In a recent column, AvidThink founder and principal Roy Chua made the case that containerization and cloud-native functions (CNFs) have yet to truly arrive in telecom despite the hype. In particular, Chua likens the current cloud-native craze to the "NFV-washing" before it.
Indeed, a perusal of marketing collateral and press releases emanating from companies that offer any combination of cloud and containers often yields near-obligatory boasts of being "cloud-native."
Even some of the evangelists concede the point.
"Going from appliance to virtualized network functions was initially little more than putting that application into a VM (virtual machine) without much change to the design of that application," Ian Hood, chief technologist, global service provider at Red Hat, said to FierceTelecom. "Similarly, packaging that same monolithic application into a container is quite similar, as it does not achieve the gains of cloud-native application design."
For his part, Chip Childers, vice president of technology at the Linux Foundation's Cloud Foundry Foundation said that there are still potential cost benefits to cloud-native-branded "lift-and-shift" moves into containers, but that those benefits strictly take the form of "achieving the traditional goals of IT as a cost center." True, platonic cloud-native initiatives, said Childers, are yet more powerful.
"As with 'cloud-washing' a few years ago, we're going through another exciting round of vendors tacking 'cloud-native' onto anything that they can," said Childers. "When you make the shift to the right processes, architecture, and technologies, you unlock software as a competitive advantage."
According to proponents like Childers and Hood, the primary real-world advantage of true cloud-native approaches appears to rely upon speedier development and production cycles.

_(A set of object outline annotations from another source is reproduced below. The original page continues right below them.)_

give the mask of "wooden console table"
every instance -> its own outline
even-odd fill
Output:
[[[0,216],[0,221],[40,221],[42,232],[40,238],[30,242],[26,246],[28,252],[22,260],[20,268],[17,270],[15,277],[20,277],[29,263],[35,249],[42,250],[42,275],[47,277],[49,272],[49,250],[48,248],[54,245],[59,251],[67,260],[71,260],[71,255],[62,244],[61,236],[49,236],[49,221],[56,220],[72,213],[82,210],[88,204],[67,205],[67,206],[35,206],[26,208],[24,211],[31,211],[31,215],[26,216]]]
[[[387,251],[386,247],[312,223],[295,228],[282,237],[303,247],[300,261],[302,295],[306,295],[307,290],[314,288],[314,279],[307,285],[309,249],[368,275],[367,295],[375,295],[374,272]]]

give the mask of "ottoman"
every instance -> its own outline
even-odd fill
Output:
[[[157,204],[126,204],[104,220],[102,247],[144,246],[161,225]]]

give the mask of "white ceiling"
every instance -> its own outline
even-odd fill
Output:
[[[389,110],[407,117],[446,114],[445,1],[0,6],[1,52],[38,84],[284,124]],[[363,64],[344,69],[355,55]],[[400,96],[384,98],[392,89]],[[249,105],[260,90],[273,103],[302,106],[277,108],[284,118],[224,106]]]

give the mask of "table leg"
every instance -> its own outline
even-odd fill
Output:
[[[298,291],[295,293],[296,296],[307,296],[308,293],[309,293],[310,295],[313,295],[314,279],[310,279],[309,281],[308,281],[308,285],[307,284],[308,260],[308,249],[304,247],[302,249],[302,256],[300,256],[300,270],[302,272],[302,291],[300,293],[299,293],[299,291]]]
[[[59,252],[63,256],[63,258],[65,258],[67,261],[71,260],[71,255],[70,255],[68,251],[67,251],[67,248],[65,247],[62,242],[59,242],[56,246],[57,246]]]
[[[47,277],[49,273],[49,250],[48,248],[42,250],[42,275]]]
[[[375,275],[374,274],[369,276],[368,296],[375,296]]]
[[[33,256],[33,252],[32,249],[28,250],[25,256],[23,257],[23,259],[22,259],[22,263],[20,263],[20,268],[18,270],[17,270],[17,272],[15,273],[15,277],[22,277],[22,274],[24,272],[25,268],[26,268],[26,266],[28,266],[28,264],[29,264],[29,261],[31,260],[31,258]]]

Hood in particular points to "assorted research and surveys showing up to 66% faster application development cycles and 35% lower operational time per application, as well as up to 35% lower infrastructure costs." And, to be sure, these very figures are frequently cited by numerous vendors and service providers.
These numbers, however, appear to originate from a 2016 IDC whitepaper commissioned by Red Hat, describing customer respondents' results with Red Hat OpenShift. In an email, an IDC spokesperson noted that "the 2016 white paper would no longer be considered valid by IDC since it's nearly three years old."
By itself, though, this tidbit does not inherently demolish Childers and Hood's general point. A separate IDC survey from November 2018 found that while 50% of respondents reported that under 30% of their applications were cloud-native at the time of the survey, 75% of respondents predicted that more than 30% of their applications would be cloud-native within a year. IDC's analysts have gone further on the proverbial limb in the firm's 2019 FutureScape report (also published November 2018), in which they predict that 35% of all production applications will be cloud-native by 2022.
IDC bases this 35% figure, however, on "the combination of new-generation production apps and refactored legacy apps"—the latter vis-à-vis "phased modernization of legacy applications to cloud-native architectures" and "rapid maturing of vendor product portfolios."
This begins to sound a lot like the kind of CNF-washing that Chua described. For some of the same reasons that Childers cites, Chua advocates that "taking an open-source software-centric path" is better than leaving cloud-native development to standards bodies or vendor hype, noting strides made in this area by the Cloud-Native Computing Foundation (CNCF)—another Linux Foundation project, and sister organization to Cloud Foundry Foundation.
This past fall, the Linux Foundation announced that its LF Networking (LFN) was formally collaborating with the CNCF to foster the eventual migration of virtual network functions (VNFs) to CNFs.
Growth and interest in CNCF—let alone cloud-native functionality in general—is roaring upward, if a recent conference transparency report is any indication. In its December write-up of figures from KubeCon + CloudNativeCon North America 2018, CNCF reported nearly 8,000 attendees, with approximately 70% being first-timers at the conference. In a survey of the attendees, CNCF found that the top two reasons for attending were networking and the breakout sessions—seemingly demonstrating substantial interest in actual cloud-native topics and influencers.
Childers, for his part, reported that cloud-native open-source projects are seeing rapid growth in market demand and actual adoption—pointing in particular to an oft-cited figure that more than half of the Fortune 500 (along with most top telcos) currently deploy Cloud Foundry projects.
"We are approaching the peak of the 'hype' wave (of cloud-native)," said Childers. "What's important to understand is that if there has been sufficient adoption, the demand will continue to balloon well after the hype has died down."
Hood is more specific in his prognostication, saying that cloud-native demand will probably peak "a few years out"—in alignment with the concurrent scale-outs of 5G networks, distributed edge computing, and software-defined networks using AI or machine learning. Taken together, these three celestial bodies of next-wave technology will not merely usher in a foundation of CNFs, but rather demand it in advance.
"In a disruptive economy, first-to-market, or revenue, can be a key factor in capturing customers' mindshare and revenue. Thus waiting for the technology and standards to mature and develop will impact the net benefits," said Hood. "So, rather than wait for all of the technologies to fall into place, service providers should be getting started now on the perpetual evolution of their business to succeed in the disruptive digital economy."